West Midland firms have applied for funding of £410 million in the latest round of bids to the Government’s Regional Growth Fund.
The region’s firms have applied for more cash than those in any other part of the country.
A total of £1 billion will eventually be allocated nationwide. Total bids of £2.68 billion have been received from businesses across the country, and they are now being assessed by a panel chaired by Lord Heseltine, the Deputy Prime Minister.
The cash comes on top of £1.4 billion allocated to 176 businesses in the first two rounds of bidding, which Ministers say are expected to create and protect up to 328,000 jobs.
Ministers have defended the fund after it was criticised in a report by the National Audit Office, which concluded each job was costing taxpayers £33,000 on average to create, and some had cost up to £200,000.
The report was raised in the House of Commons by Black Country MP Adrian Bailey (Lab West Bromwich East), chair of the Commons Business, Innovation and Skills Committee, who said: “The Regional Growth Fund is the government’s flagship scheme for boosting jobs and growth in the regions.
“The recent national Audit Office report criticised it for spending too much money on projects creating too few jobs.
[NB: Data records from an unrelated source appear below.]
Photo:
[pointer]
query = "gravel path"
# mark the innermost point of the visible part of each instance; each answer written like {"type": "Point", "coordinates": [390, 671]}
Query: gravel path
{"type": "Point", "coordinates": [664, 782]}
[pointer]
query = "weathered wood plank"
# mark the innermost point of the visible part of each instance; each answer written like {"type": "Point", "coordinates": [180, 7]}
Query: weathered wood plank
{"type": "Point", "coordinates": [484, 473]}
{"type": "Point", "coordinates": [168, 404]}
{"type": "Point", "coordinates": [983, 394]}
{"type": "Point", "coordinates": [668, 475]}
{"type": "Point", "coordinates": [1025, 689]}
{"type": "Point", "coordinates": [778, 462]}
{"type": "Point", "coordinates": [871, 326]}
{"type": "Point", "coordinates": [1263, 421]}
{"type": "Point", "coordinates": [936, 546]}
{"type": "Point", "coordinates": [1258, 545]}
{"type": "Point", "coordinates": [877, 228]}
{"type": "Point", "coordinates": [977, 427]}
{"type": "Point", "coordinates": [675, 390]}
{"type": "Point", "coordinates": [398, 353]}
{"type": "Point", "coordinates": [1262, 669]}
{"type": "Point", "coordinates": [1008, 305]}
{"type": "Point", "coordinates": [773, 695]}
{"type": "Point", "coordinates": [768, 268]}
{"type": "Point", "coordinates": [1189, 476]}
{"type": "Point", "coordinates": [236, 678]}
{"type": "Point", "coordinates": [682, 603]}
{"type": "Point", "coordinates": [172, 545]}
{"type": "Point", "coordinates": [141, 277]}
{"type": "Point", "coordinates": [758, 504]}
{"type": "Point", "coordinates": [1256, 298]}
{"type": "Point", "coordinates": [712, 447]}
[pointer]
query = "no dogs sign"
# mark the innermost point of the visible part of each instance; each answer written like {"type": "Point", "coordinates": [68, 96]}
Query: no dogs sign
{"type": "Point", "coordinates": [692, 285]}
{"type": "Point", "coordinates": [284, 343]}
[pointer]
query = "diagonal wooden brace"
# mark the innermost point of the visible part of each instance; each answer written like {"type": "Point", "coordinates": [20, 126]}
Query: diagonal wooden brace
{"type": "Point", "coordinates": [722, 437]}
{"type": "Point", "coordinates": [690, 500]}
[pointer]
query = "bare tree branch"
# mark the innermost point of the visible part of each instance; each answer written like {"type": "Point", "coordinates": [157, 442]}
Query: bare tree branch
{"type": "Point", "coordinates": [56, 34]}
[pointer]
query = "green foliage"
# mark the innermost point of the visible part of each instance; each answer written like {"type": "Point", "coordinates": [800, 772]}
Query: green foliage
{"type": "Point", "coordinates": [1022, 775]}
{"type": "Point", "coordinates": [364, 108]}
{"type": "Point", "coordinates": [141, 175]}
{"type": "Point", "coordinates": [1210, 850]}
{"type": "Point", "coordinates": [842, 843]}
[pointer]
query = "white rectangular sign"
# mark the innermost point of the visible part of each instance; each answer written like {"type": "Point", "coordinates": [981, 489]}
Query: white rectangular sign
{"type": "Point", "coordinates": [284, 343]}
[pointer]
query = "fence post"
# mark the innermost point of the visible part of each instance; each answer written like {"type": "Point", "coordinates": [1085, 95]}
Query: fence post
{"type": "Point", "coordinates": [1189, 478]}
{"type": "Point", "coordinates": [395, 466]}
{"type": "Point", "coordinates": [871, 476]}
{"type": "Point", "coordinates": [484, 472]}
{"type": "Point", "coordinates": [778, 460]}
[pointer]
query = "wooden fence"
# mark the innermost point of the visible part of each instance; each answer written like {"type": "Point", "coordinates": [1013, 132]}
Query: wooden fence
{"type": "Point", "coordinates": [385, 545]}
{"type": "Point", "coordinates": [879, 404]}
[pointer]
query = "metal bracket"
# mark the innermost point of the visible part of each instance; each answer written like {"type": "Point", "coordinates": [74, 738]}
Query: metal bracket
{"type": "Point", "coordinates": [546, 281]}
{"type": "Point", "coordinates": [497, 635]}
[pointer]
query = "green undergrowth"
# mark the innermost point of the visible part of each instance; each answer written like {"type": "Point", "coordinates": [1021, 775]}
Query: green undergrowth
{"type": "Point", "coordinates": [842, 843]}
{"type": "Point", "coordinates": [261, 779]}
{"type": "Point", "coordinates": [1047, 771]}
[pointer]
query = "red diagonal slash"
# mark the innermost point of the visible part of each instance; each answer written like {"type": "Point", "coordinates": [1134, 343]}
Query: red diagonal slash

In some cases, £200,000 per job. What is the Government doing about it?”
He was answered by William Hague, the Foreign Secretary, who was standing in for David Cameron while the Prime Minister attends the G20 Summit in Mexico.
Mr Hague said the West Midlands had already been allocated £235 million from the earlier rounds of bidding, adding: “Of course it is important that money is spent effectively, and my ministerial colleagues will do their utmost to ensure that is happening.
“But it’s also important to remember that his region benefits from so many other things the government is doing including infrastructure projects to support growth in the West Midlands, an enterprise zone in Birmingham city centre, an enterprise zone Black Country, and these measures are much more likely to get regional growth going than the excessive tax and spending of the party opposite.”
Critics have also claimed that the fund has been slow to get money to businesses. Nick Clegg, the Deputy Prime Minister, said: “This third round will continue to create jobs by unlocking private sector investment, letting businesses in Britain thrive. There has been a fantastic response from businesses bidding for a share of the extra £1 billion funding. I look forward to announcing which projects will benefit.”